Icebreaker a travaillé sans relâche pour justifier l’utilisation de matériaux si chers. C’est ce qui a permis à la société de croître graduellement et de vendre sa marque dans plus de 3 000 magasins de sport et d’outdoor à travers 44 pays. Un tel succès ne s’obtient pas sans faire face à quelques défis.

« Je suis parfois frustré par la façon dont certains points de vente présentent notre marque. Elle ne correspond pas à notre vision et à l’histoire de nos produits. C’est pourquoi nous nous sommes engagés au cours des trois dernières années à développer notre propre chaîne de magasins et notre réseau de commerce en ligne en plus de la vente en gros. Aujourd’hui, notre boutique en ligne est florissante et accessible dans le monde entier. Ce lien direct avec nos clients est réellement passionnant. »

Icebreaker

Alors que beaucoup tentent de reproduire le modèle Icebreaker, il est vital d’instaurer une relation directe avec les clients et de communiquer clairement sur la mission de l’entreprise.

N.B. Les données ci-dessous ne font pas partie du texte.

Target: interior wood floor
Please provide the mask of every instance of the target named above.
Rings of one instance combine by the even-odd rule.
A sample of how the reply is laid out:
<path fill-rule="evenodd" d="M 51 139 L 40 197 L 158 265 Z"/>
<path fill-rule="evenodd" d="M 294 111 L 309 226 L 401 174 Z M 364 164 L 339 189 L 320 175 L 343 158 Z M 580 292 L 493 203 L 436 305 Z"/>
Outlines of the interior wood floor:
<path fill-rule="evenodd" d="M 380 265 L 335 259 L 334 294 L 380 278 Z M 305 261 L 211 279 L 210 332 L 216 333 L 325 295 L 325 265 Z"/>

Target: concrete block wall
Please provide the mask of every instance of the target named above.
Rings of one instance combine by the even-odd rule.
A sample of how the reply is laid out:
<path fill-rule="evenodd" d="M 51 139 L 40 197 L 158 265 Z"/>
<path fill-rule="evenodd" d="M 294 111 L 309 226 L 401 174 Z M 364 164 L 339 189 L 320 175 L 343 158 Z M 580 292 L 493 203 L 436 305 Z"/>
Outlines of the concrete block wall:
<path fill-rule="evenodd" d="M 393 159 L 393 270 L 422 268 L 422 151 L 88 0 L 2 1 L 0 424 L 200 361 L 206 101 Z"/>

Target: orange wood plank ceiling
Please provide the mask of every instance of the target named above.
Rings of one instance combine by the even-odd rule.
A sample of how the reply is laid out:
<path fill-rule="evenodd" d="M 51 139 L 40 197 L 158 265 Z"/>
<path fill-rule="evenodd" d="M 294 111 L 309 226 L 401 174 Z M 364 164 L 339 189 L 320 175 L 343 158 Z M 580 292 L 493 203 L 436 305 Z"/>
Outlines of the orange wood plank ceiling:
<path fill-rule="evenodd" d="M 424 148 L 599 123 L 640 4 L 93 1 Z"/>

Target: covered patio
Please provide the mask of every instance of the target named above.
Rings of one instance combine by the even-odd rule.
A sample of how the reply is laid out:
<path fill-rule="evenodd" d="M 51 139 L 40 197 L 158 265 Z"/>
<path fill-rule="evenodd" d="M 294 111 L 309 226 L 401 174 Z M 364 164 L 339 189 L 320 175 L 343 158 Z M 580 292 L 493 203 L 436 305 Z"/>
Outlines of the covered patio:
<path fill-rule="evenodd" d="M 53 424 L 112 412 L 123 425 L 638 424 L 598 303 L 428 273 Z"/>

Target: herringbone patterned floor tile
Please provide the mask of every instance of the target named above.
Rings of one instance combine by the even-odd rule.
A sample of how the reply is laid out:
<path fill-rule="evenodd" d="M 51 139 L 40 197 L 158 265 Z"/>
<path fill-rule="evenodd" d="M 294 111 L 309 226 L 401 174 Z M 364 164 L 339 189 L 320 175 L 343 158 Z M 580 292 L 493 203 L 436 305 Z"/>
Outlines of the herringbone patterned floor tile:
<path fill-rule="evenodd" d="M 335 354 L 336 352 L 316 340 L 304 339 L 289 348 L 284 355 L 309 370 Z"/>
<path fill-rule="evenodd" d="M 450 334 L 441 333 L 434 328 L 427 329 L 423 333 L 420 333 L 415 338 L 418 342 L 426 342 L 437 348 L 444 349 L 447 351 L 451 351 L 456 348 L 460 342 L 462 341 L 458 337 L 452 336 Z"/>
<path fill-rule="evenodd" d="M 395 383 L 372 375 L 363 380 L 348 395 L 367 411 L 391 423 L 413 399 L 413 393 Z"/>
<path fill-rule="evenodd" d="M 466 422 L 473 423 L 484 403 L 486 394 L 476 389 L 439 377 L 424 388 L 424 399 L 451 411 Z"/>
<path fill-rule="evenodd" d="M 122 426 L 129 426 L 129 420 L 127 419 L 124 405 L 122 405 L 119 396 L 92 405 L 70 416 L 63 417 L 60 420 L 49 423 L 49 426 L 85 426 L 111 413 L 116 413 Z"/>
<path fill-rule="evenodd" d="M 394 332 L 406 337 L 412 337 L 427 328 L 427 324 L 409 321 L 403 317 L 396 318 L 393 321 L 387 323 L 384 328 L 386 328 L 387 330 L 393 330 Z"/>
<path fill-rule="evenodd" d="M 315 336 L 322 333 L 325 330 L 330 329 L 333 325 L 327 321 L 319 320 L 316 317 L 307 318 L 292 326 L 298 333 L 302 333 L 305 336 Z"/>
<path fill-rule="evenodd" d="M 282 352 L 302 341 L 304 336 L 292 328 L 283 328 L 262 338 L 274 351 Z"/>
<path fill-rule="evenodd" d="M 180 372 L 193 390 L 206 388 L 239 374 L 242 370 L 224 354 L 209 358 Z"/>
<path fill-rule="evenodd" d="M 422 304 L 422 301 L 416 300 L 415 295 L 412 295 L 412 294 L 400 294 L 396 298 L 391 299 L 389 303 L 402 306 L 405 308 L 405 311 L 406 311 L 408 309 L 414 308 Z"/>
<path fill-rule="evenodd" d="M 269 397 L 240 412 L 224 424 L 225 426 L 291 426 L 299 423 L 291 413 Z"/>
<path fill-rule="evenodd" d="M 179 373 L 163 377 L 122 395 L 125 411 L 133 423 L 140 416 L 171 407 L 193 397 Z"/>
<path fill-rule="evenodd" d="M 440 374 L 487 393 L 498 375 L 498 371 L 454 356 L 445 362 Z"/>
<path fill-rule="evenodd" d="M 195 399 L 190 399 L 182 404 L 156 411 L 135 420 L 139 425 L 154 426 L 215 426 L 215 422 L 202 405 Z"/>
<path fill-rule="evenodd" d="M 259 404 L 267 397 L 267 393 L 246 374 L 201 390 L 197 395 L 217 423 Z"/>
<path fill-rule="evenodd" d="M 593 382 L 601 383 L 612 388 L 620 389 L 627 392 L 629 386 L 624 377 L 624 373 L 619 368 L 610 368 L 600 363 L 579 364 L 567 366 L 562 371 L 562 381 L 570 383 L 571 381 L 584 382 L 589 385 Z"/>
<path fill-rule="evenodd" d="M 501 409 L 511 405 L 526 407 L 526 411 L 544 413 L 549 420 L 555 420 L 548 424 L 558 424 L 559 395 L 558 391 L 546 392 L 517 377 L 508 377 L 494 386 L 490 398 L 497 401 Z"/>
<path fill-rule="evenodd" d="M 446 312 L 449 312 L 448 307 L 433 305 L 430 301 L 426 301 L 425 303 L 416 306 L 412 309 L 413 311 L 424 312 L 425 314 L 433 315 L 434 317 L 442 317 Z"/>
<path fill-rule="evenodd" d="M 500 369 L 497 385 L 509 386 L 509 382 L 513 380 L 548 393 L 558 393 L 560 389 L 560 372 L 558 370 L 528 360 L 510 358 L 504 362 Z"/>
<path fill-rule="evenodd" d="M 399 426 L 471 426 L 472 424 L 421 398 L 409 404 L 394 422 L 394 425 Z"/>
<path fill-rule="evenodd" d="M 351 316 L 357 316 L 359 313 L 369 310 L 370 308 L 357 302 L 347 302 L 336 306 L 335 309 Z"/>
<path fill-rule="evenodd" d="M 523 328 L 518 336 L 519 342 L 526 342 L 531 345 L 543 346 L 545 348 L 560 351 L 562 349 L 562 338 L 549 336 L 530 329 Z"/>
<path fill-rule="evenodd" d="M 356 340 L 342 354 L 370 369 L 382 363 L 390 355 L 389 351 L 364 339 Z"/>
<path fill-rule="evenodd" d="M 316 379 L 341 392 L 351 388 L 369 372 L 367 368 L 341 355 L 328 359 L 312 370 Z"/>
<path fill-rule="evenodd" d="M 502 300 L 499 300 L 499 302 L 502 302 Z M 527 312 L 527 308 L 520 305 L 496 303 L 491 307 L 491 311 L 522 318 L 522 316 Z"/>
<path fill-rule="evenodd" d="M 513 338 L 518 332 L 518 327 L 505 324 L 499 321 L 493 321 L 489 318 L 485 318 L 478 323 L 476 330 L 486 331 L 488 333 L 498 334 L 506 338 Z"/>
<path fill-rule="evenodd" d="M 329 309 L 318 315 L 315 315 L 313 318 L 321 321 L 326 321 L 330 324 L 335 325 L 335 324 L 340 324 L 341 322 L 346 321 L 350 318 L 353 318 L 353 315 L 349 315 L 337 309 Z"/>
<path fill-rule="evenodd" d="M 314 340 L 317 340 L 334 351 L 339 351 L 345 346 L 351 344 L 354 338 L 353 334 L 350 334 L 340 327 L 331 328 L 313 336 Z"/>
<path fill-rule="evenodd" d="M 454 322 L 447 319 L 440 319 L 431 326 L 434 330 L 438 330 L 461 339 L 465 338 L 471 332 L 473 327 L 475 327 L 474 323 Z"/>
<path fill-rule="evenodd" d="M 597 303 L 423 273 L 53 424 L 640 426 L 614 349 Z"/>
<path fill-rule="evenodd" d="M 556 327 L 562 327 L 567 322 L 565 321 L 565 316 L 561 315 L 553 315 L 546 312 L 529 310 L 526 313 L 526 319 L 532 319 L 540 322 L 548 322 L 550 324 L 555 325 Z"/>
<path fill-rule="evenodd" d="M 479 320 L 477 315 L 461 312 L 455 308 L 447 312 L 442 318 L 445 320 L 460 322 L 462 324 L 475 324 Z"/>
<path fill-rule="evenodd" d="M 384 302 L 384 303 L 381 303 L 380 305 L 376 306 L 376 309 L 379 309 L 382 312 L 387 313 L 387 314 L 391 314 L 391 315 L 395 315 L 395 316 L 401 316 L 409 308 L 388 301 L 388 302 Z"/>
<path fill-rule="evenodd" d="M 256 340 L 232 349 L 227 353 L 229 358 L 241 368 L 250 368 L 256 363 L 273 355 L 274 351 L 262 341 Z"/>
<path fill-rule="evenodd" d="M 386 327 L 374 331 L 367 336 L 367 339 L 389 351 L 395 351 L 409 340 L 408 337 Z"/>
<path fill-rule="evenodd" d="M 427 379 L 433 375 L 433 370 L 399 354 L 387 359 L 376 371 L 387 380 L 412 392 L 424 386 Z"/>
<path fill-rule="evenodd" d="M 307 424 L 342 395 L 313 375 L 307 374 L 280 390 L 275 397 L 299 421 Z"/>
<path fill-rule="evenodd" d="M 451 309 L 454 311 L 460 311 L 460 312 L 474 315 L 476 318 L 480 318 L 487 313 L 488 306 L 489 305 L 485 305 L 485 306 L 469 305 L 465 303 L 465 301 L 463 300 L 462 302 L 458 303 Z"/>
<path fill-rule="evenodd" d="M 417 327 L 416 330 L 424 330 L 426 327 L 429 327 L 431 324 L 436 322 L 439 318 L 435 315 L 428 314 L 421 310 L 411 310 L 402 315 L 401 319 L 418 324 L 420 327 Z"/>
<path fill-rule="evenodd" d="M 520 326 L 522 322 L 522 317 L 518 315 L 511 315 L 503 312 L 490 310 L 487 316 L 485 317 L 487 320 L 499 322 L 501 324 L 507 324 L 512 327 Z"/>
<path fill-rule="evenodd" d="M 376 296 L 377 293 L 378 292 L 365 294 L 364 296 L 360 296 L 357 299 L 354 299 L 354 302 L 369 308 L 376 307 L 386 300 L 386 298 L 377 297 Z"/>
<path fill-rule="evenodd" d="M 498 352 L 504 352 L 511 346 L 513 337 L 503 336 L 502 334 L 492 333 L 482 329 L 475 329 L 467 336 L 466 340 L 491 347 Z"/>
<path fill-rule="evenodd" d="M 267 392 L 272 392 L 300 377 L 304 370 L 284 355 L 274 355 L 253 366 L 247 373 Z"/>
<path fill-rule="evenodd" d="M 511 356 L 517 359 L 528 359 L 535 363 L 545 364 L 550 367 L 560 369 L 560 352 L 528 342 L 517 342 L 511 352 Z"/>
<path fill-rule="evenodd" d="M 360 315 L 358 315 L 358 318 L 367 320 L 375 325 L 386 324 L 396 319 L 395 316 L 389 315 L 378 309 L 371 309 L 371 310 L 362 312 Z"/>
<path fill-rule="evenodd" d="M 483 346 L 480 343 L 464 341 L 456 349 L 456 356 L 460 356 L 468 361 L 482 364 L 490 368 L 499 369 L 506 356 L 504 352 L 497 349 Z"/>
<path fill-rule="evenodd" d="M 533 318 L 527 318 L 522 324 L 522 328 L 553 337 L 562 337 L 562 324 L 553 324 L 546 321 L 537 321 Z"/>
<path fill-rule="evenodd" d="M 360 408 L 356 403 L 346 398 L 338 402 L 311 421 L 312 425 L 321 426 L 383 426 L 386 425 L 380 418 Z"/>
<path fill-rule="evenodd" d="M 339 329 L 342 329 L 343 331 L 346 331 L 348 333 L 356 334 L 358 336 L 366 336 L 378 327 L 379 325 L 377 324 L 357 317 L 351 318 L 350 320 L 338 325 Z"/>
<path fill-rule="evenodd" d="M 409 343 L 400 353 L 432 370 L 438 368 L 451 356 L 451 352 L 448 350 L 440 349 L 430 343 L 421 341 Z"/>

« Nous travaillons pour recréer ce qui a fait la fierté d’Icebreaker par le passé et le transposer dans l’avenir grâce à notre boutique en ligne et nos magasins. Et je sais que nous sommes sur le point de lancer la nouvelle vague Icebreaker. Notre chaîne fournisseurs est parfaitement transparente et nous respectons les meilleures normes environnementales, éthiques et sociales. Notre but : pérennité, durabilité et bénéfices. »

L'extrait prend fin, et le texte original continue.